Preparing PHP application to use with UTF-8
Asked Answered
H

5

14

UTF-8 is de facto standard for web applications now, but PHP this is not a default encoding for PHP (until 6.0). Most of the server is set up for the ISO-8859-1 encoding by default.

How to overload the default settings in the .htaccess to be sure that everything goes well for UTF-8, locale etc.? Any options for the web server, Unix OS?

Is there any comprehensive list of those settings? E.g. mbstring options, iconv settings, locale etc I should set up for each multi language project? Any pre defined .htaccess as an example?

(In my particular case I need setup for the languages: English, Dutch and Russian. The server is in Ukraine).

Hoke answered 8/8, 2011 at 20:8 Comment(2)
PHP 6.0 is not -- and will never be ; at least, not as we expected it to be.Must
@hakre, Pascal; Right, I meant Unicode aware, not UTF-8Hoke
G
15

Some useful options to have in .htaccess:

########################################
# Locale settings
########################################

# See: http://php.net/manual/en/timezones.php
php_value date.timezone "Europe/Amsterdam"

SetEnv   LC_ALL  nl_NL.UTF-8

########################################
# Set up UTF-8 encoding
########################################

AddDefaultCharset UTF-8
AddCharset UTF-8 .php

php_value default_charset "UTF-8"

php_value iconv.input_encoding "UTF-8"
php_value iconv.internal_encoding "UTF-8"
php_value iconv.output_encoding "UTF-8"

php_value mbstring.internal_encoding UTF-8
php_value mbstring.http_output UTF-8
php_value mbstring.encoding_translation On
php_value mbstring.func_overload 6

# See also php functions:
# mysql_set_charset
# mysql_client_encoding

# database settings
#CREATE DATABASE db_name
#   CHARACTER SET utf8
#   DEFAULT CHARACTER SET utf8
#   COLLATE utf8_general_ci
#   DEFAULT COLLATE utf8_general_ci
#   ;
#
#ALTER DATABASE db_name
#   CHARACTER SET utf8
#   DEFAULT CHARACTER SET utf8
#   COLLATE utf8_general_ci
#   DEFAULT COLLATE utf8_general_ci
#   ;

#ALTER TABLE tbl_name
#   DEFAULT CHARACTER SET utf8
#   COLLATE utf8_general_ci
#   ;
Greerson answered 8/8, 2011 at 22:50 Comment(0)
C
5

You're right UTF-8 is a good choice for webapplications.

Encoding is meta-information to the data that get's processed.
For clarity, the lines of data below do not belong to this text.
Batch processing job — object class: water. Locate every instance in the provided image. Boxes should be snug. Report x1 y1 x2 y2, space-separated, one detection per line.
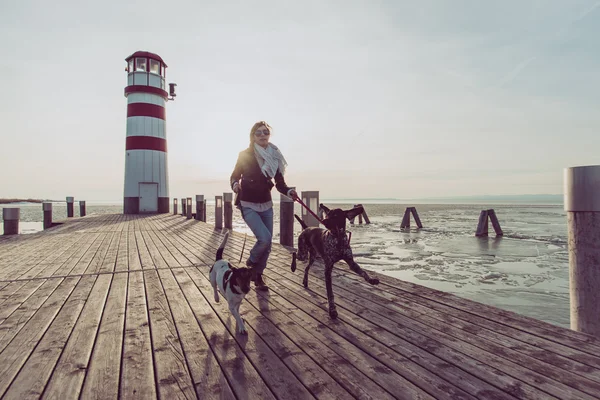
0 202 569 327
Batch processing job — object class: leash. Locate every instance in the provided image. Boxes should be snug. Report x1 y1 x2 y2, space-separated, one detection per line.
294 196 352 244
238 233 248 264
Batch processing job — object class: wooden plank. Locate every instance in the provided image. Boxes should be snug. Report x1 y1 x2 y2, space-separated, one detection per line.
81 274 127 399
144 270 196 399
158 270 235 399
119 272 157 400
0 278 80 396
173 268 275 400
43 275 112 400
0 278 63 352
3 276 96 400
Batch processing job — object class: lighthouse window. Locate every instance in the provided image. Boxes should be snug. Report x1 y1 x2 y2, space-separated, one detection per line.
150 59 160 75
135 58 146 72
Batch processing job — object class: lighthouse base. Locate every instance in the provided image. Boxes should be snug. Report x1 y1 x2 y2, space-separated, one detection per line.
123 197 169 214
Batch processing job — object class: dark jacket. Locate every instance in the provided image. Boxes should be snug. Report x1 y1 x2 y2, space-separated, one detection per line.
229 147 290 206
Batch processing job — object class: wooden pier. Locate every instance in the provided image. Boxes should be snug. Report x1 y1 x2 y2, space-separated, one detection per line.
0 214 600 400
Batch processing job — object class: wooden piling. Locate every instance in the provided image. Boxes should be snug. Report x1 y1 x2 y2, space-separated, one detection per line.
215 196 223 229
223 193 233 229
2 207 21 235
279 187 296 247
488 209 504 236
564 165 600 338
196 194 206 222
67 197 75 218
475 210 488 236
400 207 410 229
42 203 52 229
185 197 192 219
410 207 423 229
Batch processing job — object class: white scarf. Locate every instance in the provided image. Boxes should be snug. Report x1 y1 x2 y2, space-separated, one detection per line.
254 143 287 178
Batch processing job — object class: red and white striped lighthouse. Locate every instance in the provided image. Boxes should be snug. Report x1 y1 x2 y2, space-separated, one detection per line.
123 51 175 214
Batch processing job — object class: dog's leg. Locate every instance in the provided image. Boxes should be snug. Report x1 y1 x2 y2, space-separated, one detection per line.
210 276 219 303
325 262 337 319
344 255 379 285
302 250 317 289
229 301 248 335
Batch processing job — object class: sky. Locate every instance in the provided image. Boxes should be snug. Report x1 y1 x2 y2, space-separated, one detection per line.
0 0 600 201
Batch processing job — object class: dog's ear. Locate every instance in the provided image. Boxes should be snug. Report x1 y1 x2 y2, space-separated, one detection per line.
344 206 365 220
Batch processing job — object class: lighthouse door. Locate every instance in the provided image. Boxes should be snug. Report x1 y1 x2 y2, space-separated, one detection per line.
140 183 158 213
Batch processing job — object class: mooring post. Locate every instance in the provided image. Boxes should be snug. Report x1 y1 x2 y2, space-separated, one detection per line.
2 207 21 235
488 209 504 236
215 196 223 229
196 194 206 222
409 207 423 229
400 207 410 229
42 203 52 229
359 204 371 224
279 187 296 247
475 210 488 236
67 197 75 218
223 193 233 229
185 197 192 219
300 190 322 226
564 165 600 337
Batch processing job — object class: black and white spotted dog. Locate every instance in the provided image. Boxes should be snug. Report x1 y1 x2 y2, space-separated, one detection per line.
292 204 379 319
209 232 252 335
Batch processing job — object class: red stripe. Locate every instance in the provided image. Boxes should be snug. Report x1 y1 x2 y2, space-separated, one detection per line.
125 136 167 153
127 103 167 120
125 85 169 100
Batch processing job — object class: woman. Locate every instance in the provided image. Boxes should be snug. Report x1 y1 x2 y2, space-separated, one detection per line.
230 121 298 290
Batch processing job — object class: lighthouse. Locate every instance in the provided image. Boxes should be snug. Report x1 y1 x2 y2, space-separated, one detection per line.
123 51 176 214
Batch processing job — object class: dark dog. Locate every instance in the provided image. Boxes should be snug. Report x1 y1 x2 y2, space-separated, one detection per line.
292 204 379 319
209 232 253 335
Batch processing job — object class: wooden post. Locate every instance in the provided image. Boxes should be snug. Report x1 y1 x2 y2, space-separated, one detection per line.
185 197 192 219
42 203 52 229
67 197 75 218
196 194 206 222
400 207 410 229
564 165 600 338
223 193 233 229
215 196 223 229
488 209 504 236
279 187 296 247
301 190 322 226
475 210 488 236
2 208 21 235
410 207 423 229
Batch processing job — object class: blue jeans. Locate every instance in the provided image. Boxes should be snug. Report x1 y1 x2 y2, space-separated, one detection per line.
240 206 273 274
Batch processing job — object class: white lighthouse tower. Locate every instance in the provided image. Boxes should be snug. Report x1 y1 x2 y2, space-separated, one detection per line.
123 51 175 214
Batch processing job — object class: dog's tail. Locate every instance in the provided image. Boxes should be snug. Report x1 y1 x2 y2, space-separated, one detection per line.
294 214 308 229
216 231 229 261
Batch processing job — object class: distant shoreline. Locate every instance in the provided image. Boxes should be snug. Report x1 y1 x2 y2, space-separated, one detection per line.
0 199 46 204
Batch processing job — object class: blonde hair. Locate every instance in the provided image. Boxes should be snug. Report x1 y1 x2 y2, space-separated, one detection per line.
249 121 273 147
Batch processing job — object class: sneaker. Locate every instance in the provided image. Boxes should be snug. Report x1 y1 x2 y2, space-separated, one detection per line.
254 274 269 290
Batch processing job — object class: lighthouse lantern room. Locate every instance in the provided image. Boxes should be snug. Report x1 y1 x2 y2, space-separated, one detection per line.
123 51 175 214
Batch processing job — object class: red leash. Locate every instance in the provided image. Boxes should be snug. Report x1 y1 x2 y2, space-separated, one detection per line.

As long as you know the encoding of the (binary) data, you know what you're dealing with. You start to get lost, if you don't know the encoding. I often call this a chain, if the encoding-chain is broken, the data will be broken. This is both true for displaying data as well as for security.

As a rule of thumb, PHP is binary, it's the context/you who specifies the encoding (e.g. how you save your php source-code files).

So let's tackle a short (and incomplete) list:

The OS

Environment variables might tell you about the locale in use and the encoding. File-systems do have their encoding for names of files and directories for example. I'm not very firm to this subject, normally we try to name our files in english so to use only characters in the range of US-ASCII which is safe for the Latin extended charsets like ISO-8859-1 in your case as well as for UTF-8.

Just keep this in mind when you save files your users upload: Just filter filenames to basic letters and punctation and you'll have nearly no hassles (a-z, A-Z, 0-9, ., -, _), even make them all lowercase for visual purposes.

If you feel that this degrades usability and the file-system does not offer the unicode range of characters as of UTF-8, you can fallback to simple encodings like rawurlencode (Percent-Encoding, triplet) and offer files to download by resolving that name to disk.

Normally you just need to deal with what you have. Start asking a common sysadmin or programmer about character encoding and most will tell you that they are not really interested. Naturally that's subjective, but if you need someone to configure something for you, this can make a difference.

HTML

This is merely independent to PHP, it's about the output your scripts provide so the field of work.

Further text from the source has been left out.